En el universo digital las novedades duran un segundo. A lo sumo, dos. Así que cuando este aguafuerte se publique el efecto del Gobierno de Pedro Sánchez probablemente será historia. La novedad se habrá convertido en habitual. Y empezará la campaña del nuevo ciclo electoral, donde se dirimirá (de nuevo) si el bipartidismo ha muerto o, contra todo pronóstico, renace de sus cenizas. Los nombres del nuevo Ejecutivo han sido un éxito en términos de marketing político tanto como irrelevantes desde el punto de vista parlamentario.

Pero el espectáculo, eso hay que admitirlo, ha dejado escenas memorables: el bolso de Soraya en el escaño de Rajoy, el vídeo en el que Susana Díaz celebra –sin nombrarlo– que haya “un presidente socialista” –que no es Ella–; o el papelón de Pablo Iglesias, el hombre del chalé en Galapagar, buscando un ministerio como quien mendiga cariño tras un divorcio. Su Peronísima, desolada, intenta que nos olvidemos del “Pedro, no mientas, cariño”. E Iglesias ha pasado del violento sorpasso a la entrega al tiempo que su hipoteca agota el primer mes de carencia. 

Podemos, hace tres años, era el partido cool. Ahora parece tan viejo como las canciones de Paco Ibáñez. Los socialistas, que mordían las mesas vacías de la irrelevancia, vuelven a estar de moda. Cs se pregunta por qué diablos las encuestas no se quedan quietas y el PP resucita el viejo lema de “España se rompe por culpa de los filoterroristas”. Todo junto. El circo ha mejorado los índices de audiencia de las televisiones, pero en el fondo todo sigue igual. Agotado el 155, el Govern recupera el control de los dineros –de todos– y piensa seguir dándonos la matraka con su selección de éxitos victimistas.

Sánchez ha llamado ya a Quim Torra para proponerle un encuentro. Su portavoz califica la decisión como un gesto de normalidad. Será absolutamente estéril. La marioneta del napoleoncito de Berlín, en cambio, no ha hecho ningún movimiento, ni siquiera leve, para lograr un apaciguamiento. Todo lo contrario: siguen convirtiendo las playas en cementerios de cruces y colgando lacitos amarillos como los boy scouts, la organización más deplorable que existe después de la tuna universitaria. 
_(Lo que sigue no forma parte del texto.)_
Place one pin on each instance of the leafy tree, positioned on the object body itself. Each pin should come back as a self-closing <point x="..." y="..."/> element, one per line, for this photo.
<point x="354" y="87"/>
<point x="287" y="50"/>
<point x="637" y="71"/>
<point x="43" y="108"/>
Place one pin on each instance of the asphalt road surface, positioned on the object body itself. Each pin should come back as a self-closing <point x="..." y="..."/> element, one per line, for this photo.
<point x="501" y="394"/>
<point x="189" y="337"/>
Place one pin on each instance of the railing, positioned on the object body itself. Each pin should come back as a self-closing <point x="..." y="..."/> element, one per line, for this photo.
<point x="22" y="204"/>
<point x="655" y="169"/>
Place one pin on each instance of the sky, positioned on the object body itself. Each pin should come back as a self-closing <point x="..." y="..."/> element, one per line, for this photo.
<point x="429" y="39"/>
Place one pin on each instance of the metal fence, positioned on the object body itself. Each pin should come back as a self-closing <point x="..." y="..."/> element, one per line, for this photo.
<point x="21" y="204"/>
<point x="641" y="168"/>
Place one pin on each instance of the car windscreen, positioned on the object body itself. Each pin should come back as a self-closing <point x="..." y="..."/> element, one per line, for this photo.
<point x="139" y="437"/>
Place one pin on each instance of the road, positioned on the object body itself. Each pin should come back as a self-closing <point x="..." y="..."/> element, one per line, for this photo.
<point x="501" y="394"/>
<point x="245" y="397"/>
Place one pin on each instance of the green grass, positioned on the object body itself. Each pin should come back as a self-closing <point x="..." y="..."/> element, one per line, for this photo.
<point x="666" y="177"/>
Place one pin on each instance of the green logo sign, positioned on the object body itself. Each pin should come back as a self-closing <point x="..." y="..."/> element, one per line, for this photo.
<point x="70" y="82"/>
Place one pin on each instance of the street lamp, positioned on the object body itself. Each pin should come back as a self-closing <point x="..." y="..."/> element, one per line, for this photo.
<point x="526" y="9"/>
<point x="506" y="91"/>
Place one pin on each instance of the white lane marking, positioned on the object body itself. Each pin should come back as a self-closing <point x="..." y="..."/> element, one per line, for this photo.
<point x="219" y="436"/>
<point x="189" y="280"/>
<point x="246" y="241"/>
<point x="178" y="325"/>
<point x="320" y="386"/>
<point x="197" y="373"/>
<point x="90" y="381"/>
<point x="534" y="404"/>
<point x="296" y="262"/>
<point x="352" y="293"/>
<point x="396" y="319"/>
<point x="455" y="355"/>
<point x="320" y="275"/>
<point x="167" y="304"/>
¿De qué quiere hablar Sánchez con Torra? La portavoz del Gobierno socialista dijo tras el consejo de ministros que “el principal problema de España es la integridad territorial”. La frase puede calificarse como un absoluto desastre. España no tiene ningún conflicto territorial, sino político. Y la única causa es un problema imaginario que sólo existe en las mentes de los soberanistas, que llaman fascistas hasta a las macetas del balcón. “Iremos con la Constitución en una mano y el diálogo en la otra”, dicen desde Moncloa para explicar cómo afrontarán el cónclave. La frase, réplica de la célebre sentencia que pronunció Arafat cuando fue a la ONU, es bastante desafortunada. El Ejecutivo de Sánchez no puede –ni debería– prestarse al teatrillo soberanista. La independencia es un imposible y un referéndum pactado también, salvo que votemos todos los españoles. No parece nada probable.
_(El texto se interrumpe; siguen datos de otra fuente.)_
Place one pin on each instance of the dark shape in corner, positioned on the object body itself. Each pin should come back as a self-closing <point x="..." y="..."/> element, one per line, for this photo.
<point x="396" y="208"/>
El presidente socialista quizás tenga la tentación de explorar otras alternativas. Todas son inquietantes. Un indulto para los presos (comunes) independentistas sería reconocer que Cataluña es patrimonio de los nacionalistas, obviando a la mayoría de catalanes que no lo son. El gran error histórico de los socialistas con el nacionalismo ha sido siempre el relativismo. No es nada descartable que se repita. Sencillamente, una vez consumados los saludos de cortesía, no hay margen alguno para el diálogo.
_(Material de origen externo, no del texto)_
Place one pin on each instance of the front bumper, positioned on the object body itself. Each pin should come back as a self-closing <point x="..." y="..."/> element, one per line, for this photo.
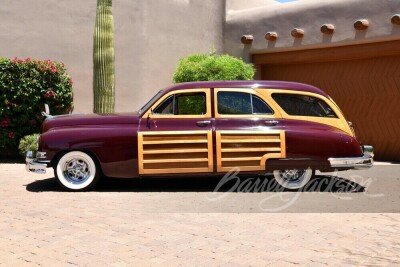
<point x="364" y="162"/>
<point x="34" y="165"/>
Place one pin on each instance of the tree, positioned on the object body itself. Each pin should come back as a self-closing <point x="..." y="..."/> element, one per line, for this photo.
<point x="212" y="67"/>
<point x="103" y="59"/>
Los nacionalistas no van a hacer acto de contrición, ni siquiera el reo Sor Junqueras. Los fugados de la justicia deberían ser juzgados, no amnistiados. Sería un precedente nefasto que daría alas a la tesis soberanista de que la justicia puede ser una extensión más del poder político. Y la caja única, el instrumento esencial de la solidaridad nacional, no puede trocearse por el capricho egoísta de unas élites tan populistas como corruptas. Con los soldados dogmáticos del supremacismo no cabe hablar de nada. Primero porque ellos no escuchan a los demás. Sólo se oyen a sí mismos. Y segundo porque la bilateralidad es contraria a la igualdad. Si Sánchez extiende la distensión más allá del protocolo se estrellará en las urnas. Es probable que lo haya pensado. O alguien se lo haya dicho. Si quiere perdurar haría bien en no convertirse en otro Zapatero.